Il pressing sul Governo, che fino all’ultimo aveva detto no all’emendamento, ha funzionato: le sanzioni per l’uscita dal Patto di stabilità del Comune di Venezia scendono da 60 a 17 milioni di euro e gli stipendi dei comunali sono salvi. Le casse comunali restano tuttavia in rosso, anche se “il buco” scende da 95 a 52 milioni di euro. Ora dovrà partire nuovamente la trattativa con Roma, perchè il “Salva Venezia” da solo non basta, per poter redigere il bilancio 2015 e governare la città è necessario il via libera al piano di riequilibrio finanziario presentato nelle scorse settimane alla Presidenza del Consiglio.

Soddisfatta per la soluzione arrivata “in extremis“,  la Confesercenti ricorda tuttavia come la città aspetti una soluzione strutturale ai suoi problemi di bilancio. E’ però indilazionabile prendere atto che alcune incomprensibili penalizzazioni che derivano dal meccanismo stesso del Patto di stabilità, devono assolutamente essere rimosse.
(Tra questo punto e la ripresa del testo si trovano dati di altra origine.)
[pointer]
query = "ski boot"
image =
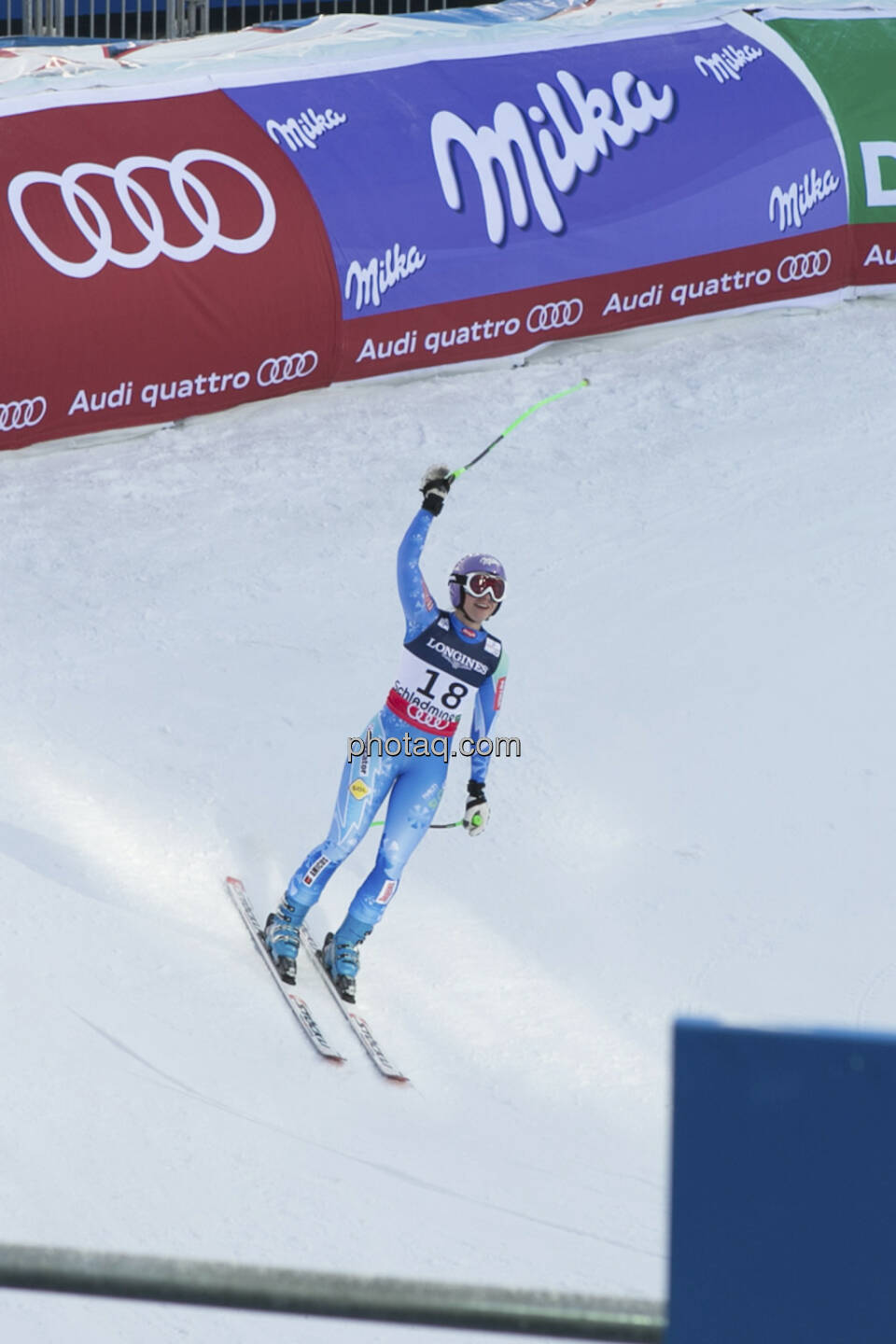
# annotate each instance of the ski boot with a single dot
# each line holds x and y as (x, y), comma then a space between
(281, 940)
(340, 961)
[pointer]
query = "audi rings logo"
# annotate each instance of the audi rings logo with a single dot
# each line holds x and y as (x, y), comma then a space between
(547, 317)
(804, 266)
(287, 369)
(141, 210)
(21, 414)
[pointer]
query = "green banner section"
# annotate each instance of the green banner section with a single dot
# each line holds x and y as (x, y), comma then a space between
(855, 63)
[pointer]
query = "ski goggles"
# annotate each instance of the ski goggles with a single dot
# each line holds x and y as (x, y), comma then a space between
(477, 585)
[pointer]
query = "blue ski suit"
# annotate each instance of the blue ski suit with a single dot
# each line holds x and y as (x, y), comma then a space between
(404, 749)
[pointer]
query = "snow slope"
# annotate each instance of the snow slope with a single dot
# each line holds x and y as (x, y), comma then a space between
(700, 625)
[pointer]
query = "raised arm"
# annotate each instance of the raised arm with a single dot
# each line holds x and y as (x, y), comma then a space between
(418, 602)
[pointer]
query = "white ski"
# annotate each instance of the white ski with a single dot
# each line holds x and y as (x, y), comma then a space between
(299, 1007)
(357, 1023)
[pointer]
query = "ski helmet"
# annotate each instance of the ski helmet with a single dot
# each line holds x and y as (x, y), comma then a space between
(473, 565)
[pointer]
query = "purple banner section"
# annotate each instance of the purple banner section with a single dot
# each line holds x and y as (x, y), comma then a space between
(455, 179)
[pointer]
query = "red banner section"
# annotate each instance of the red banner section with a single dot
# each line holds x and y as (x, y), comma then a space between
(156, 261)
(874, 261)
(507, 324)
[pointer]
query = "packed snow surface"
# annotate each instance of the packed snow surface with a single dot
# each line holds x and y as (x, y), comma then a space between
(700, 626)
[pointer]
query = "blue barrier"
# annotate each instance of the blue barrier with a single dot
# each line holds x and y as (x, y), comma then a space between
(783, 1190)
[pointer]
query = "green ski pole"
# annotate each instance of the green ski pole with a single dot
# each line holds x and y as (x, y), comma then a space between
(555, 397)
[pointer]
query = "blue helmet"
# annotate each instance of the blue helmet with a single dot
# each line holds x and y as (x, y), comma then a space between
(483, 565)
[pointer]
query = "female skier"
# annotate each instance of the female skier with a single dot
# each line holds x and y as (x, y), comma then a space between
(406, 746)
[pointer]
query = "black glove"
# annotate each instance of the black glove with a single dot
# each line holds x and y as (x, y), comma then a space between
(436, 485)
(477, 809)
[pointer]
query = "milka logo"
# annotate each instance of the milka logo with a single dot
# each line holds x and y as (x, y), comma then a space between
(581, 147)
(381, 273)
(727, 63)
(792, 203)
(303, 129)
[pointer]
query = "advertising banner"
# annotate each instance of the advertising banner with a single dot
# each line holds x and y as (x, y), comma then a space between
(174, 250)
(855, 62)
(476, 206)
(149, 266)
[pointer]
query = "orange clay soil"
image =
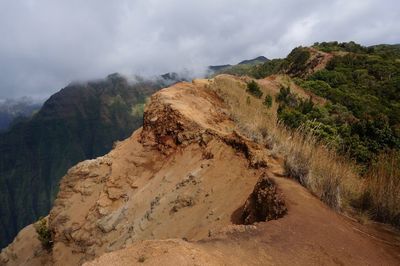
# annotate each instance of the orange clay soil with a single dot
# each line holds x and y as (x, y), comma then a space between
(174, 192)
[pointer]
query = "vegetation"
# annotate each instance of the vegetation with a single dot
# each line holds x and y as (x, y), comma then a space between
(80, 122)
(313, 150)
(268, 101)
(381, 198)
(254, 89)
(44, 233)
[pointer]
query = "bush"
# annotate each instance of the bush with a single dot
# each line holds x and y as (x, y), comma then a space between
(268, 101)
(254, 89)
(44, 234)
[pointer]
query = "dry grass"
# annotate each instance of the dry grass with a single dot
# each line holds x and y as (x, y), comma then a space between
(315, 166)
(383, 188)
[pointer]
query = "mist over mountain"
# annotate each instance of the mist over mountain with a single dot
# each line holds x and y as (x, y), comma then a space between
(81, 121)
(16, 109)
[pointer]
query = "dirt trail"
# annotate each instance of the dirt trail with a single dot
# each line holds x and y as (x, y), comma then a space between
(311, 234)
(173, 193)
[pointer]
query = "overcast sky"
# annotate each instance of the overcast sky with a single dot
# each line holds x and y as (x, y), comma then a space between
(45, 44)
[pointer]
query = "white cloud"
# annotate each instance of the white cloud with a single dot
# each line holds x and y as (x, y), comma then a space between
(47, 43)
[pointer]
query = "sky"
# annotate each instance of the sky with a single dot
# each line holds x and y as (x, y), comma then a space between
(46, 44)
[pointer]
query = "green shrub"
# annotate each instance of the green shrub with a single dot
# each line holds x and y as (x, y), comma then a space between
(254, 89)
(44, 233)
(268, 101)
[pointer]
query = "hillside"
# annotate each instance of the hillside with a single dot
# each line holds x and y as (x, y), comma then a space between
(170, 194)
(11, 111)
(81, 121)
(238, 69)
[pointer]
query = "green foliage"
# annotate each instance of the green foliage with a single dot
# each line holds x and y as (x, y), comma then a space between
(80, 122)
(268, 101)
(363, 118)
(296, 62)
(254, 89)
(44, 233)
(344, 46)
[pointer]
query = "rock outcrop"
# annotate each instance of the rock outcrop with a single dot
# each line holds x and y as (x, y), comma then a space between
(172, 193)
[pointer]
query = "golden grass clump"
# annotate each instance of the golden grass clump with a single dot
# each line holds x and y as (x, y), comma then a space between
(316, 166)
(383, 188)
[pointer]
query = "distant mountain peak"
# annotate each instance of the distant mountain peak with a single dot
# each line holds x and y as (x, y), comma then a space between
(257, 60)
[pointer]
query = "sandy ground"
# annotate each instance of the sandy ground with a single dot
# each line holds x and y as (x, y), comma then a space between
(173, 192)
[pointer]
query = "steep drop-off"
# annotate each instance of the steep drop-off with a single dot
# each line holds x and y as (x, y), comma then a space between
(180, 190)
(80, 122)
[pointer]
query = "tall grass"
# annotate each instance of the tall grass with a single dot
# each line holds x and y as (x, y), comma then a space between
(383, 188)
(314, 165)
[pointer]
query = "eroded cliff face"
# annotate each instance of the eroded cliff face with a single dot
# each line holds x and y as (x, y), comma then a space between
(183, 175)
(185, 190)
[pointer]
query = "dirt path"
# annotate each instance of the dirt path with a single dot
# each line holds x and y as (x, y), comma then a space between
(311, 234)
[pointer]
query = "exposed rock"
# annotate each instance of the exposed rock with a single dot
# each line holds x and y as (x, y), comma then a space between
(264, 203)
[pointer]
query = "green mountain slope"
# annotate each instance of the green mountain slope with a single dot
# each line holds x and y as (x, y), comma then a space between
(81, 121)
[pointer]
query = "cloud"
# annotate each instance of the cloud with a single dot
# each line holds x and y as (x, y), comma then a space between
(45, 44)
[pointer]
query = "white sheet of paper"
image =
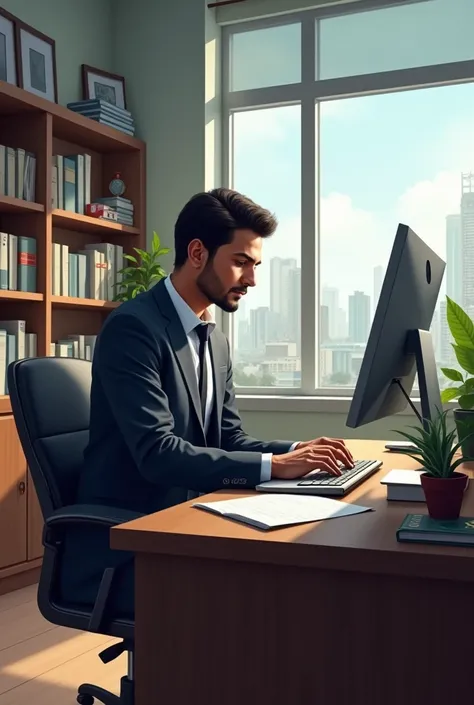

 Si cambi il Patto di stabilità

La modifica del Patto è del resto una richiesta che accomuna Venezia a molti altri Enti Locali italiani che hanno sperimentato le incongruenze e le contraddizioni di una norma palesemente inadeguata. Nel caso di Venezia però, le difficoltà sono addirittura moltiplicate poiché, nel calcolo che definisce gli obiettivi da rispettare, non entrano solo, come negli altri Comuni, le risorse derivanti dai trasferimenti ordinari, ma anche risorse derivanti da fonti particolari, come la Legge Speciale o il Casinò, e non solo, che oggi sono ridotte ai minimi termini. Per questo è materialmente impossibile, o quasi, per il Comune rispettare obiettivi definiti in un’epoca di ben maggiori entrate.